Yos menambahkan, mantan Camat Komodo periode 1989-1994 Anton Us Abatan mengaku permintaan membangun sekolah perikanan itu terjadi pada tahun 1989.
“Waktu itu pak Bupati diundang oleh pak Bone Daut untuk meresmikan Villa pak Bone Daut di Batu Gosok. Saya sebagai camat ikut dalam rombongan itu. Ada Dalu Ishaka juga dalam perahu motor menuju Batu Gosok. Pak Bupati minta ke Dalu Ishaka tanah untuk bangun sekolah perikanan. Pak Dalu menunjuk itu lahannya (menunjuk ke arah Kerangan yang ada bukit),” kata dia, mengutip keterangan Anton Us Abatan.
Dikatakan, setelah Bupati Gaspar P Ehok pulang dari Batu Gosok, Frans Paju Leok dan Ir. Fidelis Kerong yang saat itu menjabat sebagai Kepala Dinas Kelautan dan Perikanan Manggarai dipanggil dan diberi mandat untuk melanjutkan secara adat dan administrasi untuk meminta tanah itu.
“Kami secara adat, Kapu Manuk Lele Tuak dan uang 10 juta,” kata Yos mengutip keterangan Frans Paju Leok.
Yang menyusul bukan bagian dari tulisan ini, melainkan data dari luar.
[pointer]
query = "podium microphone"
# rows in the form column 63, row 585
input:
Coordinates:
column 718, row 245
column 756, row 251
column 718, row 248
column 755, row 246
Ia melanjutkan, pada tahun 1997 terjadi pengukuran. Dua utusan fungsionaris adat Labuan Bajo masing-masing H. Abubakar Adam Djudje dan Kamis Hamnu (Alm) ditunjuk untuk menunjuk, menata, dan mengukur.
”Dan lokasinya adalah Kerangan /Toro Lema Batu Kalo yang terlihat pulau kukusan kecil dan besar arah selatan,” ungkap Yos.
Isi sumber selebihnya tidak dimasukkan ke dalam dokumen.